Experimental Evidence of Cerebral Injury from Profound Hypothermia During Cardiopulmonary Bypass

Abstract.

Choreoathetosis, seizures, and impaired mental development continue to occur in children undergoing cardiopulmonary bypass (CPB) and profound hypothermia with or without circulatory arrest. Although there is some evidence that the hypothermia itself may be causing these neurologic problems, skepticism remains because of lack of evidence from experimental studies simulating the clinical setting. In this experimental study, we examined the effect of profound and moderate hypothermia on the brain while maintaining normal flow rates during CPB. Ten adult mongrel dogs equally divided into two groups were anesthetized and subjected to CPB and varying levels of hypothermia (group 1, ≤15°C; group 2, ≤32°C). Both groups were kept at the desired temperature for 1 hour prior to rewarming and discontinuation of CPB. The dogs were euthanized 4–6 weeks later and neuropathologic studies were performed. The mean CPB flow rates during cooling and at the desired rectal temperature were comparable in both groups: group 1, 108 ± 10 ml/kg/min versus 106 ± 7 ml/kg/min in group 2 (p= NS) and 95 ± 12 ml/kg/min in group 1 versus 101 ± 5 ml/kg/min in group 2 (p= NS).

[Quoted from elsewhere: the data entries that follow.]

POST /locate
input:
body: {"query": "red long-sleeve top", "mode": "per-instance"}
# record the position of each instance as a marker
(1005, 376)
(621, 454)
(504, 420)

Because of the difference in temperature between the two groups, the mean cooling time (onset of CPB to desired rectal temperature) was longer in group 1 (70 ± 14 minutes) than in group 2 (28 ± 11 minutes, p= 0.007). Hence, the total mean CPB time was also longer in group 1 (198 ± 25 minutes) than in group 2 (143 ± 13 minutes, p= 0.002). The lowest mean blood and rectal temperature achieved in group 1 were 11 ± .9°C and 12 ± 1°C versus 29 ± .4°C (p < 0.001) and 30 ± .6°C (p= 0.001), respectively, in group 2 (p= 0.001). Neuronal loss and degeneration was noted in all dogs in group 1 ranging from 2 to 8 cells per 1000 cells counted compared to none in group 2 (p= 0.05). These lesions occurred in both the basal ganglia and the cortex, although they were more marked in the caudate when compared to the cortex and cerebellum. Both in the cortex and in the caudate, neuronal loss was more marked around the capillaries. We conclude that the use of profound hypothermia of ≤15°C and maintenance of normal flow rates during cooling at this temperature for 1 hour produces neuronal loss and degeneration in the brain. These lesions being more marked around capillaries points to the vulnerability of the neurons, probably because of their high lipid content to injury from the cold perfusate.